Key principles of constructivism are: learners are active participants; learners are self-regulated; social interaction is necessary for effective learning; individuals are encouraged to construct the information by themselves. As Smith and Ragan (2005) mention Constructivists believe that “Knowledge is not transmitted: it is constructed” (p. 19). Duffy and Cunningham (2011) also mention that, “All learning is a process of construction. Knowledge is context dependent, so learning should occur in contexts to which it is relevant. Learning is an inherently social-dialogical activity” (p. 9). Duffy and Savery (1995) explains, “Knowledge evolves through social negotiation and through the evaluation of the viability of individual understandings” (p. 2). Constructivism focuses on the nature of the learners and the interaction between the learners and the learning environment. Individual learners are not passively receiving information but learning from their unique real world experience with their culture background; learning should be an active process.

The Application of The Constructivism

The principles of Constructivism can be applied in the military museum virtual tour design. In Constructivism learning theory, learners are the center of the learning environment. In order to know better about the audience’s feeling about the exhibit; at the audience analysis stage, it is necessary to conduct a survey to some of the previous visitors, such as museum members, to get their feedback about their expectations on a virtual tour design. The virtual tour will need to attract the learners to the American Civil War exhibit at the Military Museum. The virtual tour has to be designed with interactive social activities for the audience to see, hear, and touch.

The target audience of the virtual tour design is Grade 6-8 students, the instructional designer needs to consider Vygotsky’s “zone of proximal development” theory and also according to Swan (2005) : “the distance between the actual development level as determined by independent problem solving and the level of potential development as determined through problem solving under adult guidance or in collaboration with more capable peers” (p. 4). The design document needs to meet the cognitive development level of the target audience. The virtual tour task design cannot be too complicated for the audience to participate, but also has to be a little beyond the audience’s knowledge level. With a little challenge, the learners will start to process the information of the virtual tour, and reconstruct new information into their prior knowledge.

References

Duffy, T. M., & Cunningham, D. J. (2011). Constructivism: Implications for the design and delivery of instruction. Foundations for Research in Education Communications and Technology.
Duffy, T. M., & Savery, J. R. (1995). Problem based learning: An instructional model and its constructivist framework. Educational Technology, 35. 31-38.
Smith, P. L., & Ragan, T. J. (2005). Instructional Design. John Wiley & Sons, Inc. Hoboken, NJ.
Swan, K. (2005). A constructivist model for thinking about learning online.

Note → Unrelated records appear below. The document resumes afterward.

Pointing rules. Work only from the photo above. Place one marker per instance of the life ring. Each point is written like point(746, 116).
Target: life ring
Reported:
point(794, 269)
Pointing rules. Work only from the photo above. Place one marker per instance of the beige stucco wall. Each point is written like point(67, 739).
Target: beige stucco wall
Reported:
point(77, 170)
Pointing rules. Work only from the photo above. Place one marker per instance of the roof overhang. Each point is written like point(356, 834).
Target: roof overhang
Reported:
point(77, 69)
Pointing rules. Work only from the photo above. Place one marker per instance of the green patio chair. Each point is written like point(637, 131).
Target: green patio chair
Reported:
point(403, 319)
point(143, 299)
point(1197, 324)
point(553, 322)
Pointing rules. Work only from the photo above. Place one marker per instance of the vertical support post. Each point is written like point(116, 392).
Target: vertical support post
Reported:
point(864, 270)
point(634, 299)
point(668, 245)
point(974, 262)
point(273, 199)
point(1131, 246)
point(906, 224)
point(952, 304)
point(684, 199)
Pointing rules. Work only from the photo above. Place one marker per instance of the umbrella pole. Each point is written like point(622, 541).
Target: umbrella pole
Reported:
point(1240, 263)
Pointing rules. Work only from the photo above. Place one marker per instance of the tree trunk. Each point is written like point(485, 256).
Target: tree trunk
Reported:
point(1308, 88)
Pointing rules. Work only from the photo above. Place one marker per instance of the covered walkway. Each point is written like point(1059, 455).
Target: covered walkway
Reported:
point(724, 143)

In J. Bourne & J. C. Moore (Eds), Elements of Quality Online Education: Engaging Communities. Needham, MA: Sloan-C.

Further Reading

Baker, E., McGaw, B., and Peterson, P. (Eds). (2007). Constructivism and learning. International Encyclopaedia of Education 3rd Edition, Oxford: Elsevier.
Can, T. (2009). Learning and teaching language online: A constructivist approach. Novitas-ROYAL, 3(1), 60-74.
Lake, C. (1997). Constructivism’s implications for formative evaluation. Constructivism and Fromative Evaluation. AECT.
Lainema, T. (2008). Implications of constructivism for computer-based learning.
Liu, Y and Ginther, D. (1999), Cognitive Styles and Distance Education, Online Journal of Distance Learning Administration, Volume II, Number III.
Merriam, S. A. and Caffarella, R. S. (1999). Learning in adulthood: A comprehensive guide. San Francisco: Jossey-Bass Publishers.Richardson, J.A. 2000. Field dependence revisited I: Intelligence. Educational psychology, vol. 20, no. 3, pp. 255–71.
Tam, M. (1999). Learning Matters at Lingnan. Teaching Learning Center.
Vrasidas, C. (2000). Constructivism versus objectivism: Implications for interaction, course design, and evaluation in distance education. International Journal of Educational Telecommunications, 6(4), 339-362.